Authors:Robert C Stanton  Lisa D Mayer  Nancy E Oriol  Katharine K Treadway  Daniel C Tosteson
Institution:Harvard Medical School, Joslin Diabetes Center, Beth Israel Deaconess Medical Center, Boston, Massachusetts 02215, USA. robert.stanton@joslin.harvard.edu
Abstract:An excellent physician must be aware of the countless issues that affect each patient's health. Many medical education programs expose students to a broad spectrum of disparate knowledge and hope they will integrate all the pieces into a coherent whole.
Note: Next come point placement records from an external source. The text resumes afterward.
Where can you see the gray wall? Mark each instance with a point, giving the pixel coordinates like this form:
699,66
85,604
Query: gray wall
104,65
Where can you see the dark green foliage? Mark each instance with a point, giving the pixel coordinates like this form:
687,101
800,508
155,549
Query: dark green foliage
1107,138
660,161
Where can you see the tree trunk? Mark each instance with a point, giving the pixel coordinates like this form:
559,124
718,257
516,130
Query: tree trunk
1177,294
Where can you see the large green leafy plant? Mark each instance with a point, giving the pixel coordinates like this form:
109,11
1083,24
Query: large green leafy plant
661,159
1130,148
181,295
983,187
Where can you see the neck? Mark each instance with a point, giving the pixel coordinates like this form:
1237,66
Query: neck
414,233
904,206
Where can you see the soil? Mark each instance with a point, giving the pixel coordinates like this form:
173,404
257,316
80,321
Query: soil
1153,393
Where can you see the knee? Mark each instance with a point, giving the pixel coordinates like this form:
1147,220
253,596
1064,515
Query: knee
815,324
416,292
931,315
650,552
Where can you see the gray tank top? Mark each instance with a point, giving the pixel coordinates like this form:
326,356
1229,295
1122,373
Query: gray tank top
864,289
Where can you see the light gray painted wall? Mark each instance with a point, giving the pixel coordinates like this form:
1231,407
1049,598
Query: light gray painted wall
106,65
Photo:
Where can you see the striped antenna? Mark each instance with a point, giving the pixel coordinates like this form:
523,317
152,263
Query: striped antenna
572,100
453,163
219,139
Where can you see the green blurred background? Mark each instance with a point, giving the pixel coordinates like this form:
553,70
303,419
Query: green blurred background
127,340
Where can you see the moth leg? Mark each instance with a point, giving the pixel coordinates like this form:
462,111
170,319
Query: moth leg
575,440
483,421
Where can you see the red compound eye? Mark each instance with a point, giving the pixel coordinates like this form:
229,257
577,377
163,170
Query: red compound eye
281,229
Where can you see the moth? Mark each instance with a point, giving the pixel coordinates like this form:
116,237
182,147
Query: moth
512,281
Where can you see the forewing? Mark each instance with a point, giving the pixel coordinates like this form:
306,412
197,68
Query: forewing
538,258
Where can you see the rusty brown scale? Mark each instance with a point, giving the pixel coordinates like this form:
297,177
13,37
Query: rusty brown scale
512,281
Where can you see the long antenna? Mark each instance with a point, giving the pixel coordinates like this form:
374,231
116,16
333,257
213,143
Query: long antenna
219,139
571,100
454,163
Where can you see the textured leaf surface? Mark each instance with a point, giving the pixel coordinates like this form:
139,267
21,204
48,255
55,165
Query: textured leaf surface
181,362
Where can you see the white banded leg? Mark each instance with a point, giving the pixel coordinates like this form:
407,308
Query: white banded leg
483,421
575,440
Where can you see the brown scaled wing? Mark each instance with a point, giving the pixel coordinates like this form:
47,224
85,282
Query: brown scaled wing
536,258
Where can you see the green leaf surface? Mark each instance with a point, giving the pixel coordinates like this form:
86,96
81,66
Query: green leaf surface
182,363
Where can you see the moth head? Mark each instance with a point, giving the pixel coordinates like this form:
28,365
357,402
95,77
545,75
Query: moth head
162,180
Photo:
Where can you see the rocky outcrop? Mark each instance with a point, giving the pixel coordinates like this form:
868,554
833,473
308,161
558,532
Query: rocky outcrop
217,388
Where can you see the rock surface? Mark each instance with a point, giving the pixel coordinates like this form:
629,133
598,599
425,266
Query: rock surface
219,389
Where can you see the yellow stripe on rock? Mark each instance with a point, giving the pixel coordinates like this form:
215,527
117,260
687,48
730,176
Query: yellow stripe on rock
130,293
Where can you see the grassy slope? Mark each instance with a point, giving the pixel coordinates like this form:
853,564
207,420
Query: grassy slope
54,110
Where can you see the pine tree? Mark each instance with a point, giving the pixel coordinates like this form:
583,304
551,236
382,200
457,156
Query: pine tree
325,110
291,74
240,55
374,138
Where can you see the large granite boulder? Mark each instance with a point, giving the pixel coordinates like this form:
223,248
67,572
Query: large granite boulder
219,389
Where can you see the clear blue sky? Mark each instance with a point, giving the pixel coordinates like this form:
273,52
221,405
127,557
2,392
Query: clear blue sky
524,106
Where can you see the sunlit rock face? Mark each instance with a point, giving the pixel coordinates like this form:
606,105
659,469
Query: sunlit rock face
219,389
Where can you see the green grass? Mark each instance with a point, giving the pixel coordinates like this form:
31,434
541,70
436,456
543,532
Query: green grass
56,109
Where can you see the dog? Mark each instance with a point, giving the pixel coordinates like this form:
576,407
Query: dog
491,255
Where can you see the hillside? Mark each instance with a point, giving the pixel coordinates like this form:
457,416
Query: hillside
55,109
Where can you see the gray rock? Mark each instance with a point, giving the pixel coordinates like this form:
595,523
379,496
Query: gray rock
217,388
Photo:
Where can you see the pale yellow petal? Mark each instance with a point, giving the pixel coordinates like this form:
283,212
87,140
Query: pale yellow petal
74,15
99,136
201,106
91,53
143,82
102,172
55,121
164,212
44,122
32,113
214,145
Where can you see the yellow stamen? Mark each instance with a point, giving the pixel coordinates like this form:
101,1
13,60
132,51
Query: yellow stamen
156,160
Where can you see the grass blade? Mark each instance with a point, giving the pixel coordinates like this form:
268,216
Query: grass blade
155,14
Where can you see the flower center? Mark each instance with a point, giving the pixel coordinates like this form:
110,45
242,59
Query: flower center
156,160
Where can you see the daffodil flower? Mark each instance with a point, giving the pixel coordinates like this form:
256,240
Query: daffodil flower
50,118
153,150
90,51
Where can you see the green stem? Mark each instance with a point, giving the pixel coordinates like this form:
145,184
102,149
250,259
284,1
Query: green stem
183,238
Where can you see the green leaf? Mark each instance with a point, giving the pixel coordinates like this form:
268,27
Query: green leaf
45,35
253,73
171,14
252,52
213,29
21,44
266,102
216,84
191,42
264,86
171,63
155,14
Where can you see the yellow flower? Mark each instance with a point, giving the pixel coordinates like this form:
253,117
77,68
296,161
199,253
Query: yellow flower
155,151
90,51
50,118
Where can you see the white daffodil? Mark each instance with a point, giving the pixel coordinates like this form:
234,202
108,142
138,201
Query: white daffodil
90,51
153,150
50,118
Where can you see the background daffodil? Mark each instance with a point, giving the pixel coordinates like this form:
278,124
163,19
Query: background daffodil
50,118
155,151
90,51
The authors describe an explicit approach to integration used at Harvard Medical School since 2003 that aims to enhance students' learning in medical school and throughout their medical careers: the Mentored Clinical Casebook Project (MCCP). The MCCP is constructed on the premise that such integration does not occur suddenly but, rather, is an unending process. A first-year student is assigned to one clinician and follows one patient for one year. The student is expected to spend as much time with the patient as possible, in both clinical and nonclinical settings, seek help from the clinician, and consult other experts and sources to develop a complete picture of the patient's life. The student must produce a casebook that includes, but is not limited to, the patient's history; basic science, clinical, socioeconomic, and cultural issues; and self-reflection. The MCCP is intended to allow students to develop a deeper and more diverse understanding of what comprises a patient's health care life, to discern the patient as a person and the person as a patient. This educational project has been popular with students since its inception, providing them with a personal framework from which to address the needs of future patients and introducing them to how much they will continue to learn from their patients.